Despite Seardel’s proposed move to retrench about 1500 staff, the future of the clothing industry remained one of optimism and sustainable growth, Apparel Manufacturers of SA director Johann Baard said this week.

The sector was dealt a blow this week by news that Seardel was looking at the possibility of laying off some of its workers due to constant downward pressure on margins, which has seen the clothing and textile maker post substantial and unsustainable losses.

The proposed retrenchments come at a time when the clothing sector is beginning to stabilise after a decade during which at least 50 000 jobs have been lost.

The proposals could also hamper the government’s drive to breathe new life into the sector, which continues to struggle to compete with cheap Chinese imports.

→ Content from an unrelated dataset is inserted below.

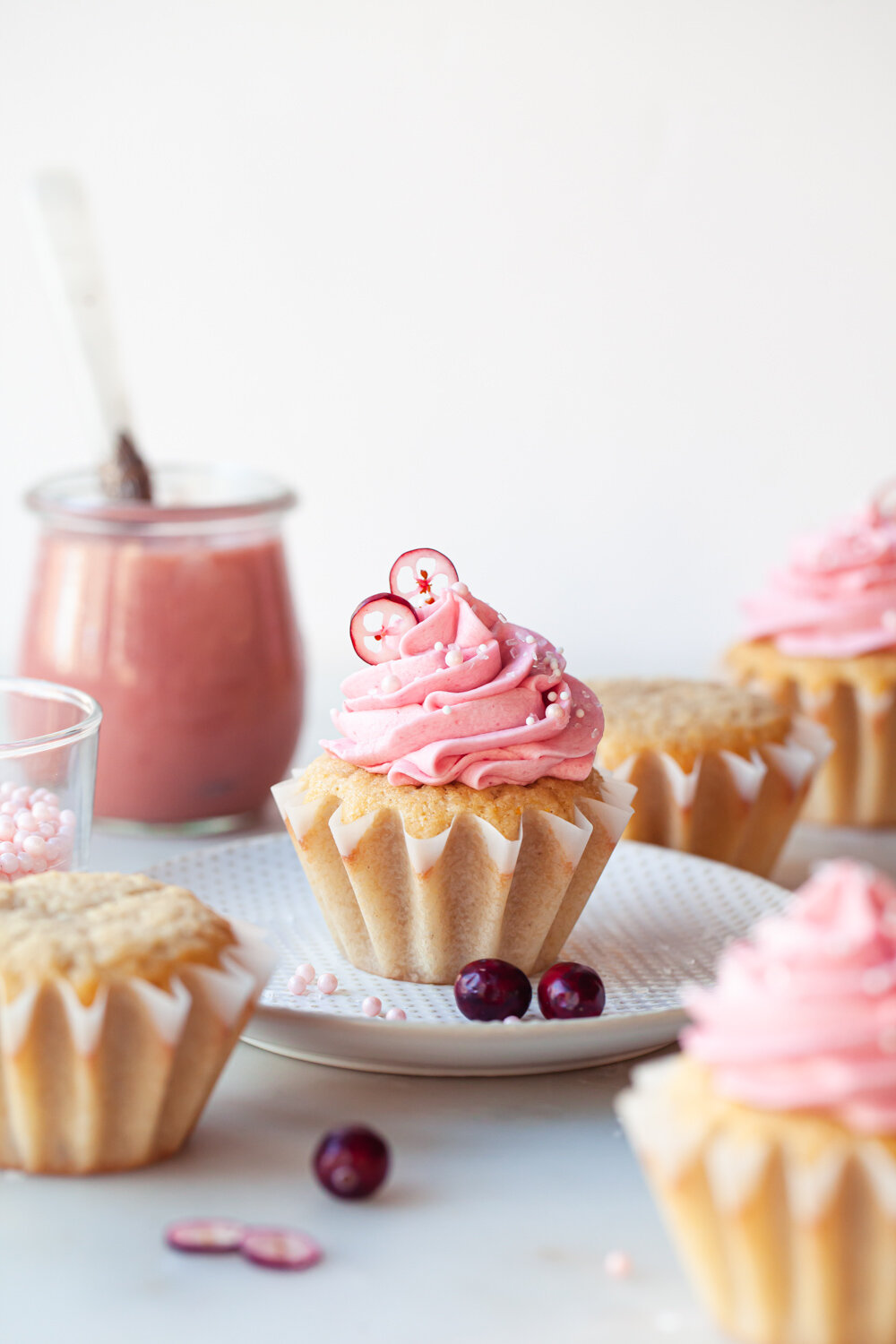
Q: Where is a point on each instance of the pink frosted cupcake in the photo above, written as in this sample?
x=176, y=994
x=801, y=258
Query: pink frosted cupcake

Baard said yesterday that while the proposed retrenchments were “very regrettable”, he remained confident about the prospects of the clothing sector at large. “Isolated retrenchments such as these appear to be atypical when viewed against overall developments within the clothing sector,” he said.

Jobs created

“It must be stressed that close to 600 jobs have already been created under the new entry wage dispensation. Among our membership, nearly double that is envisaged over the next three to six months.”

In October, textile industry employers concluded a landmark deal with the Southern African Clothing and Textile Workers Union (Sactwu) to offer 30% lower wages to new employees, in an innovative bid to boost employment. The government late last year also announced measures intended to boost job creation in the sector.

Baard also said the government’s support measures, such as the Production Incentive Scheme, had made significant contributions towards the stabilisation of the sector over the past 18 months.

Seardel CE Stuart Queen said yesterday the proposed retrenchments would affect all levels of employees from senior management down. “However, these changes are subject to the formal consultation process in terms of section 189 of the Labour Relations Act and we are hopeful that through this process we may be able to minimise the number of people affected.”

He said without the government’s assistance, the industry would have been in a far more precarious situation. “Although efforts are being made to curb illegal imports, this remains the single (biggest) threat to the local manufacturers and requires more focused attention.”

Sactwu general secretary Andre Kriel said yesterday that the union’s priority at this stage was to stop the proposed job cuts.

Kriel said while the industry was much better off than previously with the introduction of support measures such as the Production Incentive Scheme, the retrenchments, if carried out, would put a damper on the industry.